If letters in themselves are expressive and significant, collocations of letters in syllables and words are clearly more significant still. "By various degrees of strength or weakness, emphasis or pitch, length or shortness, they become the natural expressions both of the stronger and the finer parts of human feeling and thought." To read well, therefore, it is necessary to give intelligent and ready heed to the relative weight of words, to notice whether consonants are massed together to increase their density, or vowels are freely interspersed to leaven and make them light.

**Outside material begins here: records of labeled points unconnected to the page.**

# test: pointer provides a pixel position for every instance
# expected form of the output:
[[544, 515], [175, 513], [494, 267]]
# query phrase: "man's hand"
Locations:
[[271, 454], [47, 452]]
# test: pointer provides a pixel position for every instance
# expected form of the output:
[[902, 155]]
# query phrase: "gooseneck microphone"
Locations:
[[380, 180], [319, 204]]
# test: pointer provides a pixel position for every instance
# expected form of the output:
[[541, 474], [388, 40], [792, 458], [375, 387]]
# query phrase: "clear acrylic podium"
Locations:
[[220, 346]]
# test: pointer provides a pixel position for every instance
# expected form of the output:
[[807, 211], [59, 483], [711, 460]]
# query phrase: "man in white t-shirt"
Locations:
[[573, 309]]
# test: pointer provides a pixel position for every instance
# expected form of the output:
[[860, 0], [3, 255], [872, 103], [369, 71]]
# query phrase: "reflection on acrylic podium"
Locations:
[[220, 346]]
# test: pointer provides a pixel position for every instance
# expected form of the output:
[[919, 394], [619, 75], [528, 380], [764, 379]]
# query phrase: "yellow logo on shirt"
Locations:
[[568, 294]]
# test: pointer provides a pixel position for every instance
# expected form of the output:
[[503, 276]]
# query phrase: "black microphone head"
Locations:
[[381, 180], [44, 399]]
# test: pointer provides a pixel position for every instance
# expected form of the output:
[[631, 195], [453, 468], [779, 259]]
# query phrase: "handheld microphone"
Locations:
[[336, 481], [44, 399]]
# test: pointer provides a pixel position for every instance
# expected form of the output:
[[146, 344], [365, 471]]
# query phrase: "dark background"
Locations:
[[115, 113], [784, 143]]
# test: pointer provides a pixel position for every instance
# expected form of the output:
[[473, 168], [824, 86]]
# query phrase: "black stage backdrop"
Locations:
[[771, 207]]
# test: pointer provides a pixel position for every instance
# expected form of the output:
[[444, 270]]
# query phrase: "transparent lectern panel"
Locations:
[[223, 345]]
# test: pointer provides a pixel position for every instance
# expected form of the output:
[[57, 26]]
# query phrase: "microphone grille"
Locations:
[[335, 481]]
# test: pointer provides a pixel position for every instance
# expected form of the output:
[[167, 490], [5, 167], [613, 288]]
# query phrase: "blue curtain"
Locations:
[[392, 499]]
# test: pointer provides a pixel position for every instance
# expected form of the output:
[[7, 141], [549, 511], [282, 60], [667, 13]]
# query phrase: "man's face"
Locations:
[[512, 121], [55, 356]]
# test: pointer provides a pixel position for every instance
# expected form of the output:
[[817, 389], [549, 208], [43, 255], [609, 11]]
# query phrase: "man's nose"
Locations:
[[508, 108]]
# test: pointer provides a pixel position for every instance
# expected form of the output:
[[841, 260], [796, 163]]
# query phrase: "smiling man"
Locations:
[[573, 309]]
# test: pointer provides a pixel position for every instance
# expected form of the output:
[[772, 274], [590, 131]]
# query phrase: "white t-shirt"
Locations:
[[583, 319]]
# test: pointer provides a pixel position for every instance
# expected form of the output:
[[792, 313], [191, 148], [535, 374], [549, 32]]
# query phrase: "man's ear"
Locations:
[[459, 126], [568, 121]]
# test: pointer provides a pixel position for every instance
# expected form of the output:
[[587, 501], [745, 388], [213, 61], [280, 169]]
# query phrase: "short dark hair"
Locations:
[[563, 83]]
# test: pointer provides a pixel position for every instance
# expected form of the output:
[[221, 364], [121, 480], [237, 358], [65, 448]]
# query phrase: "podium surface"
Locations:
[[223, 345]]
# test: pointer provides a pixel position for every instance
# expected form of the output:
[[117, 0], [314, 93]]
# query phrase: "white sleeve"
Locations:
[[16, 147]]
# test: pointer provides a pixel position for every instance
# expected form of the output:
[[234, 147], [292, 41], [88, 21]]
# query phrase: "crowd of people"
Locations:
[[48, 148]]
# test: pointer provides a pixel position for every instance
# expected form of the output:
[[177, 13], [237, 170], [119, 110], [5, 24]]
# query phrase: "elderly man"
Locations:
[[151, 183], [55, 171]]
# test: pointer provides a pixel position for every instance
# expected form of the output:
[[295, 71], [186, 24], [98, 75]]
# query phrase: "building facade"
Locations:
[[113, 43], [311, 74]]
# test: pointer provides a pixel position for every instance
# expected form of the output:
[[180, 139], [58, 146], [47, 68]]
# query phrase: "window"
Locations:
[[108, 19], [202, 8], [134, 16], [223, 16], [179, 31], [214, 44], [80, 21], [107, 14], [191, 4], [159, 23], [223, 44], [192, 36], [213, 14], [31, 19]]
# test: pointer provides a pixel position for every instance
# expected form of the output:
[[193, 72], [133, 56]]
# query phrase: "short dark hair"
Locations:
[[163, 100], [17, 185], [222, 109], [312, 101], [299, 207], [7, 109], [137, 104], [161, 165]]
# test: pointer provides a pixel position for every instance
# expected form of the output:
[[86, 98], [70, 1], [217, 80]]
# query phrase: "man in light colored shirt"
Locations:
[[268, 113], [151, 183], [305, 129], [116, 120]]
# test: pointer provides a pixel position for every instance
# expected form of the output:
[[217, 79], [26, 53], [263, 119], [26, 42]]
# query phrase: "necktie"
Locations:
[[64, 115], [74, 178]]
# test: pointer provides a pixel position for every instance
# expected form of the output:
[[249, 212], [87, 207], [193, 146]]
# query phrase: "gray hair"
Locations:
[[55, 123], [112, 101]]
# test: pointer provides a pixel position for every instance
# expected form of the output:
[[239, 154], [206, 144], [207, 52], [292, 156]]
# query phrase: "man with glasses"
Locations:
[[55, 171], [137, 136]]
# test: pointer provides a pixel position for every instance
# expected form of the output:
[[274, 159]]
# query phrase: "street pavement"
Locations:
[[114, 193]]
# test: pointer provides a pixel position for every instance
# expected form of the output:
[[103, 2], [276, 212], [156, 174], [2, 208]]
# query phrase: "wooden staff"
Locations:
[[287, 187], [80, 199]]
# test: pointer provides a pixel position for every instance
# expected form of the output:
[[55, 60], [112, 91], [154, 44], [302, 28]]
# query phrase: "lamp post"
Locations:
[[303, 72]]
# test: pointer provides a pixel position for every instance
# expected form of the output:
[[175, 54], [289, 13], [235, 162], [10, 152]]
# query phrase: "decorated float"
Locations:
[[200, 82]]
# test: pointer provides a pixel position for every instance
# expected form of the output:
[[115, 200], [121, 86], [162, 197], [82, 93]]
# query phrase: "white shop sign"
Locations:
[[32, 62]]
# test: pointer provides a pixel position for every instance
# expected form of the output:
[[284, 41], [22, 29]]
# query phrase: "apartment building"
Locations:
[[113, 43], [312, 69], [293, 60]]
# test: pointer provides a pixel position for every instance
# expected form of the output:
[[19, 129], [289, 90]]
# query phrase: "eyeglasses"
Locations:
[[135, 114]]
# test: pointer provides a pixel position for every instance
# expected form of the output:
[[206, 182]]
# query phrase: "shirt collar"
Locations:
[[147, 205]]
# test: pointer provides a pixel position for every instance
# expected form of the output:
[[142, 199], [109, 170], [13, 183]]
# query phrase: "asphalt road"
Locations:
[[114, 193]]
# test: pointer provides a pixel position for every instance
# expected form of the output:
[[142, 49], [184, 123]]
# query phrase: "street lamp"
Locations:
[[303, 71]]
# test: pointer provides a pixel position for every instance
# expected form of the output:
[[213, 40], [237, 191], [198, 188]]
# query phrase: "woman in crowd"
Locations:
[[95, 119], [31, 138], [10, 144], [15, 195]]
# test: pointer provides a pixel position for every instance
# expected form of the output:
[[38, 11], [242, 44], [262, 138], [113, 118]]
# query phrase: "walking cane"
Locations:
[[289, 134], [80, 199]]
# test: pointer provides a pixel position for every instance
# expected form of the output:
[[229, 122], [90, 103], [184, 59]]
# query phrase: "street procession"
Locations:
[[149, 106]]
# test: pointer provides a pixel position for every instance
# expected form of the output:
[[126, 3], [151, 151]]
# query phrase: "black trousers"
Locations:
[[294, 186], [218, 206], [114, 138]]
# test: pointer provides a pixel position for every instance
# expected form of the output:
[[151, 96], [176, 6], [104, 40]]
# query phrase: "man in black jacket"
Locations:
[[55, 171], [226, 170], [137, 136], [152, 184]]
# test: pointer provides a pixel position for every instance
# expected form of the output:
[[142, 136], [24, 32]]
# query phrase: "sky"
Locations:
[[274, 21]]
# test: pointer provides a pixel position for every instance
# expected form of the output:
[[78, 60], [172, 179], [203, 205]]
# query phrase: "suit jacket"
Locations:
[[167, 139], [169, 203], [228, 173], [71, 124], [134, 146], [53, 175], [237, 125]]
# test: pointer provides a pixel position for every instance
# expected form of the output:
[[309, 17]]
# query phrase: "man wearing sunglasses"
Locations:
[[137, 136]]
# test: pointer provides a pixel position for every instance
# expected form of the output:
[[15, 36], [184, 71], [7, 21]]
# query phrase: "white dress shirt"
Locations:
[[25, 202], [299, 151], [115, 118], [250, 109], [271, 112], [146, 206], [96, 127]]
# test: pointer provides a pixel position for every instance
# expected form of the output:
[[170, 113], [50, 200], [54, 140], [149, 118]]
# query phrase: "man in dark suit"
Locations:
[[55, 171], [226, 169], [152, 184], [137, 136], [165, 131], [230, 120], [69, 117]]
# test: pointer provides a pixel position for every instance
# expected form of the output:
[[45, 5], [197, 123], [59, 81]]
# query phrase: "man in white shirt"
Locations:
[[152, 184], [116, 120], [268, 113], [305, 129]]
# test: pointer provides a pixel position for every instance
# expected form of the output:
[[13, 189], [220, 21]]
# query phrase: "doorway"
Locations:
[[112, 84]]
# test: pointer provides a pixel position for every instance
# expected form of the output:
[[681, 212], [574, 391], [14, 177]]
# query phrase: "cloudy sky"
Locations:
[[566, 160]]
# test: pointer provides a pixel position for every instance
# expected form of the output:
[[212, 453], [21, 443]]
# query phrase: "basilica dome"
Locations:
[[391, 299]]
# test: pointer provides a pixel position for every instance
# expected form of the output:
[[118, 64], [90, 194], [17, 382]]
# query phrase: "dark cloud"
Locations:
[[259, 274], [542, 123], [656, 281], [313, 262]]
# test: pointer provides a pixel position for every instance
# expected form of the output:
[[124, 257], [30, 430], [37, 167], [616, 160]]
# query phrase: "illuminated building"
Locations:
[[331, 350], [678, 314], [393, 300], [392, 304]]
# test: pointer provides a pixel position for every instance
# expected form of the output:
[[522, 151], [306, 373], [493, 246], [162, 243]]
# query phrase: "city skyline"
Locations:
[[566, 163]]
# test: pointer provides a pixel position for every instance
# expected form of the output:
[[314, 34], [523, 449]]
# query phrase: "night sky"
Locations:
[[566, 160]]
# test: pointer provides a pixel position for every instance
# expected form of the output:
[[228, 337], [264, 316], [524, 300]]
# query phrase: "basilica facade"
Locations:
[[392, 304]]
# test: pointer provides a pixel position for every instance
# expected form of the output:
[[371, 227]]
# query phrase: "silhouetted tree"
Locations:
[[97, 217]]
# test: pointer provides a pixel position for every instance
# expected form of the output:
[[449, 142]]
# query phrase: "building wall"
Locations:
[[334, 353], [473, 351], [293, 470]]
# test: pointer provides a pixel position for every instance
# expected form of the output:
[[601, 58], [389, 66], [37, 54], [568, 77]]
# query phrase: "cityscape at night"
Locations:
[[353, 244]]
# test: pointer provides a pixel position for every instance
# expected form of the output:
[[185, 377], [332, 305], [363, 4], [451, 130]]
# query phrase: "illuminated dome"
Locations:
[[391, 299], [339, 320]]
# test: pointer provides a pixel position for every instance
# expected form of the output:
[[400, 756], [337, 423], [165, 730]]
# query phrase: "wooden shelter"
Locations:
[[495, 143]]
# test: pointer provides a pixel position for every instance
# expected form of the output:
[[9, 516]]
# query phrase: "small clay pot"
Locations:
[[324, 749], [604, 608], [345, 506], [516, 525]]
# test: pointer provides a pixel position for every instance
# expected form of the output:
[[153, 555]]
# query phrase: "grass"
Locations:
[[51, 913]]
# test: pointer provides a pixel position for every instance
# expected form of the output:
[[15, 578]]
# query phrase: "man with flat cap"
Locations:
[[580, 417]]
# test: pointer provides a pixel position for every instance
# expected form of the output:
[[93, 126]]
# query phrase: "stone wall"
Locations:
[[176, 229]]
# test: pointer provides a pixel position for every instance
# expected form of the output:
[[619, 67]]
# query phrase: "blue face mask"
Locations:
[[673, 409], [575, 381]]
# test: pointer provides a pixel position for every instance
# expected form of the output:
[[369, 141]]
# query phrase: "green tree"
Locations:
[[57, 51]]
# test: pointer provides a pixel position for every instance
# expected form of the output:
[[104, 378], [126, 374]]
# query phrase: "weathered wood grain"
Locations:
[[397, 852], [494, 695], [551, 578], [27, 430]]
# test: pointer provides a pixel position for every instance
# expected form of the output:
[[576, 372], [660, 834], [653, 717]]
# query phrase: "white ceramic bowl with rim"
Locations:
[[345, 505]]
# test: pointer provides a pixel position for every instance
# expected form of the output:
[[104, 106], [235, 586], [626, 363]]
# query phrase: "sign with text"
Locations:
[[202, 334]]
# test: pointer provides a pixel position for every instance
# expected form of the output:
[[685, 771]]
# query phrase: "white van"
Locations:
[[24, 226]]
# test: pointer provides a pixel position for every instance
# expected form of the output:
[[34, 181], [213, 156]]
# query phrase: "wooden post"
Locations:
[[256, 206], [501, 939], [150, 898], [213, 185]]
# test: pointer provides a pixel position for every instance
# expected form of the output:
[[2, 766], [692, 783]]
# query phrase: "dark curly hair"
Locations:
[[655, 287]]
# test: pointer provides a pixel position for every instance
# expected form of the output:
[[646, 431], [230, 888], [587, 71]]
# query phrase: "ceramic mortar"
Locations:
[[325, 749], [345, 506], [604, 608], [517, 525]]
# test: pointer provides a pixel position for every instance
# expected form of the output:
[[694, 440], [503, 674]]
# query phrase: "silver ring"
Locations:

True enunciation largely depends on a careful study of the natural formation of words and a right appreciation of the proportionate value of their several syllables.
Reading, however, is frequently spoiled by pedantry and exaggerated minuteness. In seeking to avoid slovenliness readers often fall into foppery. Good reading goes at an easy pace, it is neither too fast nor too slow; it neither counts the letters nor omits them, neither jumbles syllables together nor anatomises words. The good reader reads so that intelligent listeners can spell his words, but he does not read as if spelling them himself. He avoids the extremes both of negligence and nicety, and constantly remembers that whatever is overdone is badly done. Avoid ostentation. No rule in reading is more fundamental than this.
Near akin to ostentation is the taint of false and histrionic emphasis. Colourless reading, bad though it be, is better than tawdry reading. Especially in all reading of a religious or sacred character should affectation and dramatic artifices be reverently avoided.
To read the Bible in church as if playing a part on the stage is as inappropriate and irreligious as to read like one in haste to catch a train.
Each kind of subject demands its own proper style in reading. Prose should not be read like poetry; nor all kinds either of prose or poetry alike. As in writing, each species should be dressed in language from its own wardrobe; so in reading, each several kind should receive its own appropriate tone, and travel at its own appropriate speed. To read everything alike is to read nothing—or at most only one thing—well.